Overseers review SWIFT’s identification and mitigation of operational risks, and may also review legal risks, transparency of arrangements and customer access policies. SWIFT’s strategic direction may also be discussed with the Board and senior management.
This list of oversight fields is indicative, not exhaustive. In short, overseers will undertake those activities that provide them comfort that SWIFT is paying proper attention to the objectives described above. Nevertheless, SWIFT continues to bear the responsibility for the security and reliability of its systems, products and services. It should be understood that the oversight of SWIFT does not grant SWIFT any certification, approval or authorisation.
As lead overseer, the NBB conducts the oversight of SWIFT in cooperation with the other G-10 central banks, that is Bank of Canada, Deutsche Bundesbank, European Central Bank, Banque de France, Banca d’Italia, Bank of Japan, De Nederlandsche Bank, Sveriges Riksbank, Swiss National Bank, Bank of England and the Federal Reserve System (USA), represented by the Federal Reserve Bank of New York and the Board of Governors of the Federal Reserve System.

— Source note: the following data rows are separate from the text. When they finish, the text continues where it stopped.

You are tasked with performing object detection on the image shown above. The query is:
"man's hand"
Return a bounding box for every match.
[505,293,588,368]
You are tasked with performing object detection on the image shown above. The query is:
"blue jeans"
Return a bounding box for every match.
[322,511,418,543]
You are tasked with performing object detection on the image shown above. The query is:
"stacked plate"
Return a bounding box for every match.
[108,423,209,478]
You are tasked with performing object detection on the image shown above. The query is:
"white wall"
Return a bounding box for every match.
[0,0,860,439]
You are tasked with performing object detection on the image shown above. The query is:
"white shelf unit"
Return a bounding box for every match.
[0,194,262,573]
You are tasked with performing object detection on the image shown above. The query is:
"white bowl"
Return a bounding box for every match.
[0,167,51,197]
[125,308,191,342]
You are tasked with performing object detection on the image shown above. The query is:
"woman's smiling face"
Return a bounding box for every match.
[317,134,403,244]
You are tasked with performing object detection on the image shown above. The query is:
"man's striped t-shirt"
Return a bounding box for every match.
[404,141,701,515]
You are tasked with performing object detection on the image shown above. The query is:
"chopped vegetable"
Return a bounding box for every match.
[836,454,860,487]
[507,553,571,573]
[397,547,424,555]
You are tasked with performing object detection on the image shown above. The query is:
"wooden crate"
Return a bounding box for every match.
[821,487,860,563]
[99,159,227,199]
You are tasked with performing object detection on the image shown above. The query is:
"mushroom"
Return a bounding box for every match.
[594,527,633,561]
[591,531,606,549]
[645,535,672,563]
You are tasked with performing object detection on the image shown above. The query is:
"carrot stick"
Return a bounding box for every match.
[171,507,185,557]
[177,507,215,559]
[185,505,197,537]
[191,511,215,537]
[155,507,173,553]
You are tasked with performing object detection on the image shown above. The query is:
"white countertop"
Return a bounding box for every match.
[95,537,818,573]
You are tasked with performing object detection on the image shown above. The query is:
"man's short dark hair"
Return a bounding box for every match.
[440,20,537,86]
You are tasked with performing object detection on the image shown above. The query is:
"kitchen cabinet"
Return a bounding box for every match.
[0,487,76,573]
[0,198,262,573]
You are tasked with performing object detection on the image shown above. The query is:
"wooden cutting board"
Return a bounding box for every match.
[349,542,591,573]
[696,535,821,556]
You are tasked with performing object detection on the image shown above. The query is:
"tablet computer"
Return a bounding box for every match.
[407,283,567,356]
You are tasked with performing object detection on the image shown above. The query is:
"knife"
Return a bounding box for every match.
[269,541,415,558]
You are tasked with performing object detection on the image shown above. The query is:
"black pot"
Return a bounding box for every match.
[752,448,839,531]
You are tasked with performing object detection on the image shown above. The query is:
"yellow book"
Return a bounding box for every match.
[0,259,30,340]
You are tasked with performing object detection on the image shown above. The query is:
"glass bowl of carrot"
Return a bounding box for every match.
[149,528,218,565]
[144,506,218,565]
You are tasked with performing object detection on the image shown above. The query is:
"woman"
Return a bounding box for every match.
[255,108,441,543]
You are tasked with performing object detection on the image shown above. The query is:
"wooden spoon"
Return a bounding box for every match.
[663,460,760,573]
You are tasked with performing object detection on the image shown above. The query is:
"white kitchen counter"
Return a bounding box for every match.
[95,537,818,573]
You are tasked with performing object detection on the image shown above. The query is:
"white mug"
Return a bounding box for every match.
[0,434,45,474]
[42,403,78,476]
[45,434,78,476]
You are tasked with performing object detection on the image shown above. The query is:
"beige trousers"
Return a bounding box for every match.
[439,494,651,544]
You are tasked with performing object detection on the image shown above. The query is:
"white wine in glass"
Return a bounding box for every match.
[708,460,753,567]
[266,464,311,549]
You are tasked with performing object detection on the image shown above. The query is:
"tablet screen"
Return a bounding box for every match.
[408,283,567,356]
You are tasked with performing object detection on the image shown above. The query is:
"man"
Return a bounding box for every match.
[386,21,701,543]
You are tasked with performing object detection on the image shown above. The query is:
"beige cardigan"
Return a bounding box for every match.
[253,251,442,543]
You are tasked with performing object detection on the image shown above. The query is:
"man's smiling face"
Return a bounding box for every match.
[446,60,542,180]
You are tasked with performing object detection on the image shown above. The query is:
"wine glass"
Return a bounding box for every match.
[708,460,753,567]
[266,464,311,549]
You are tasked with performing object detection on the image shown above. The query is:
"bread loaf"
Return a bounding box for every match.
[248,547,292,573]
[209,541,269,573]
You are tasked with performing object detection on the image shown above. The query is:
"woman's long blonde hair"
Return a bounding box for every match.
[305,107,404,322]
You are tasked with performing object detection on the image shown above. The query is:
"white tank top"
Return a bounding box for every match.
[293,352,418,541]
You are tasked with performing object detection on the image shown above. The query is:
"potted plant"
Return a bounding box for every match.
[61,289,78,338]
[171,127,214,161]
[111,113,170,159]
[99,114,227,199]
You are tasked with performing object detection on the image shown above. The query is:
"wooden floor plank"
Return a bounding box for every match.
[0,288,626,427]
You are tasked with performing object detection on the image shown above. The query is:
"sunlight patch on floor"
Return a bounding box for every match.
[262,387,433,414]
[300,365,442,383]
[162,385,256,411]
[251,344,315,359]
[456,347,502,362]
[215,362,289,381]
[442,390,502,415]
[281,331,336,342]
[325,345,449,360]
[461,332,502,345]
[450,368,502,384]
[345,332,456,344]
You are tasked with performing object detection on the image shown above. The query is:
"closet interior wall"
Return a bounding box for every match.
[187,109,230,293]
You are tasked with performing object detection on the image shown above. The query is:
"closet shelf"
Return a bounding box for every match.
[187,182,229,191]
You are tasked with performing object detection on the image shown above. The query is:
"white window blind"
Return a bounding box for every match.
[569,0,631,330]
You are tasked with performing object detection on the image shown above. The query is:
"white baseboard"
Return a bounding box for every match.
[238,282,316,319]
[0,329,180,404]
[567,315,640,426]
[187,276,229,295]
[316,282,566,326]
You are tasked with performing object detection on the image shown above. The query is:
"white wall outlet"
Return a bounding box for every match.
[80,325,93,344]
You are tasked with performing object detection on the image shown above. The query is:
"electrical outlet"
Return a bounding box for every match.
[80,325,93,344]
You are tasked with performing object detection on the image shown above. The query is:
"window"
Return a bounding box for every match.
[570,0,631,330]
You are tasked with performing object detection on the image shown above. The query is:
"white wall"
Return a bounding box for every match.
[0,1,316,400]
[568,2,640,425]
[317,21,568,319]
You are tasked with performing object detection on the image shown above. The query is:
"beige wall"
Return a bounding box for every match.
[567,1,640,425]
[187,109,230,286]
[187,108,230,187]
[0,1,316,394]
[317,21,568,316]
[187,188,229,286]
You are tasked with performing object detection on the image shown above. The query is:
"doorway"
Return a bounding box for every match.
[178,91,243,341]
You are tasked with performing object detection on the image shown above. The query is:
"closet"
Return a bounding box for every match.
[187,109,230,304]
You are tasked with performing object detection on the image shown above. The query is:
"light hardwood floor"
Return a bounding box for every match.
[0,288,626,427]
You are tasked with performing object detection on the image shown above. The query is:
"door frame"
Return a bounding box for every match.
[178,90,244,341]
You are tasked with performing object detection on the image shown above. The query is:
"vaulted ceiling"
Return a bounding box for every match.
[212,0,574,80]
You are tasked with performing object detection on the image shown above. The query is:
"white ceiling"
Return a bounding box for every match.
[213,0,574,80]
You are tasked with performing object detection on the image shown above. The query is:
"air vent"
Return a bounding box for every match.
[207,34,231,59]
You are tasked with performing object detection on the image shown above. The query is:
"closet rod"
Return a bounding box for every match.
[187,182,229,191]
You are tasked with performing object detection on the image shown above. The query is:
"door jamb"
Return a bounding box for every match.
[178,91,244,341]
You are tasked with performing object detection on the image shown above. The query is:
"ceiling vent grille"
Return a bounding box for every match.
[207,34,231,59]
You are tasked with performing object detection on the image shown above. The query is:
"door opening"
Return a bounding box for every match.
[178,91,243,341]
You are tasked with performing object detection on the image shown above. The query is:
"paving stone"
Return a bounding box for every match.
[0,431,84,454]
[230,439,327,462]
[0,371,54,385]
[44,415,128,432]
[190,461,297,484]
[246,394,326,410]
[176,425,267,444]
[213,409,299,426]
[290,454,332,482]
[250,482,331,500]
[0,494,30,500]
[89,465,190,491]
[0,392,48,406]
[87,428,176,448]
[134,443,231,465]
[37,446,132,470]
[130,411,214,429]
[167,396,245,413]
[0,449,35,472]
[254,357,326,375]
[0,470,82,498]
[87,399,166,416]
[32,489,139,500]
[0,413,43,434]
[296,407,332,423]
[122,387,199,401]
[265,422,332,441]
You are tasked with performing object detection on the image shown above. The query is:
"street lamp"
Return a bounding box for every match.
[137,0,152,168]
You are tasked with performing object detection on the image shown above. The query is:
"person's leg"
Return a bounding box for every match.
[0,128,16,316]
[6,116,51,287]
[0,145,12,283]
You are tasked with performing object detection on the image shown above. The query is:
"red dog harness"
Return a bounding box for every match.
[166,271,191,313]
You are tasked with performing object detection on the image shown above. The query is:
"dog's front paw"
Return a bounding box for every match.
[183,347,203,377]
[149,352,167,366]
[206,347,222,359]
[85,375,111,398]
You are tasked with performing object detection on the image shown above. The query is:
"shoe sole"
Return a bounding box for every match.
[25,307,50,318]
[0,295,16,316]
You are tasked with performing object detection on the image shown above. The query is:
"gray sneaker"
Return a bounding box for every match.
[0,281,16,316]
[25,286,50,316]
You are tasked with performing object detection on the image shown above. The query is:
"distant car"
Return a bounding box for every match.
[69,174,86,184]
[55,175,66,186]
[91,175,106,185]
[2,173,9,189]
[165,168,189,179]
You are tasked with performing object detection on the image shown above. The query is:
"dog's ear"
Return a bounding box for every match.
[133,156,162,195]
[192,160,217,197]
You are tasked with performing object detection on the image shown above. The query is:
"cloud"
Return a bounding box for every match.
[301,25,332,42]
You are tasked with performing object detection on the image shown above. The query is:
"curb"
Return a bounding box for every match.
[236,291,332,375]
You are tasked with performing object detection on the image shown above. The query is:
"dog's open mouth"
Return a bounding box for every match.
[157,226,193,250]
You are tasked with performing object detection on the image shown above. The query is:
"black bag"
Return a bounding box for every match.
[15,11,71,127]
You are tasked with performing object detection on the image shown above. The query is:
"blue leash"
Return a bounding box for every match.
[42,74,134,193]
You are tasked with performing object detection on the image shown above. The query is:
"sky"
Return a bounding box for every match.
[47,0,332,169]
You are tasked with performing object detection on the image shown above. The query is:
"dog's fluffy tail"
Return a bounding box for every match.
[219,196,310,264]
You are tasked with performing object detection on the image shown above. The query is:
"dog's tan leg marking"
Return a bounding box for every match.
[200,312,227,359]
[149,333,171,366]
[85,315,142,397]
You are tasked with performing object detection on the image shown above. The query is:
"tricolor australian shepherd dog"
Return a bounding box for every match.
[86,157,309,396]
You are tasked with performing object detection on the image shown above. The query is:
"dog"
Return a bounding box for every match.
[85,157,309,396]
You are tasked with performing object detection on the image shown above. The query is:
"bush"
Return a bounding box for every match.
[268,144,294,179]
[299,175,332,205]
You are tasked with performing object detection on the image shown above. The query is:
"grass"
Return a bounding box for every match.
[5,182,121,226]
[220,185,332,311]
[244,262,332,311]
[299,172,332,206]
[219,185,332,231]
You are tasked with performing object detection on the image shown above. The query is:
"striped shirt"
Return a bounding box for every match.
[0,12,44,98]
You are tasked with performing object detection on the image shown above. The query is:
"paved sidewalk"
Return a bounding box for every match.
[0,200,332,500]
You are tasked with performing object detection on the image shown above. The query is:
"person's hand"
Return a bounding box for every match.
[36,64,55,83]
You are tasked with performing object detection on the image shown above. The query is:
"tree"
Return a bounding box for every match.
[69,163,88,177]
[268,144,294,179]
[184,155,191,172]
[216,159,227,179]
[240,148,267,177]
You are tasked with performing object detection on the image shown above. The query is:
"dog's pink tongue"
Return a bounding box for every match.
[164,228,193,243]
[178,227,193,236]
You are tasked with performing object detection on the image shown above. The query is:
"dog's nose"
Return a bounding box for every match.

In the SWIFT Oversight Forum, these central banks are joined by other central banks from major economies: Reserve Bank of Australia, People’s Bank of China, Hong Kong Monetary Authority, Reserve Bank of India, Bank of Korea, Bank of Russia, Saudi Arabian Monetary Agency, Monetary Authority of Singapore, South African Reserve Bank and the Central Bank of the Republic of Turkey. The SWIFT Oversight Forum provides a forum for the G-10 central banks to share information on SWIFT oversight activities with a wider group of central banks.
The NBB monitors SWIFT on an ongoing basis. It identifies relevant issues through the analysis of documents provided by SWIFT and through discussions with the management. It maintains a continuous relationship with SWIFT, with ad-hoc meetings on a regular basis, and serves as the central banks’ entry point for the cooperative oversight of SWIFT. In that capacity, the NBB chairs the senior policy and technical groups that facilitate the cooperative oversight, provides the secretariat and monitors the follow-up of the decisions taken.
In order to achieve their oversight objectives, the overseers need timely access to all information they judge relevant for the purpose of the oversight. Typical sources of information are SWIFT Board papers, security audit reports, incident reports and incident review reports.
Another important channel for gathering information is through presentations by SWIFT staff and management. Finally, SWIFT assists overseers in identifying internal SWIFT documents that might be relevant to address specific oversight questions. Provisions on the confidential treatment of non-public information are included both in the protocol between the NBB and SWIFT, and in the bilateral Memorandums of Understanding between the NBB and each of the other cooperating central banks. The official description of the NBB’s oversight role can be found in the Financial Stability Review published by the National Bank of Belgium and available on its website www.nbb.be.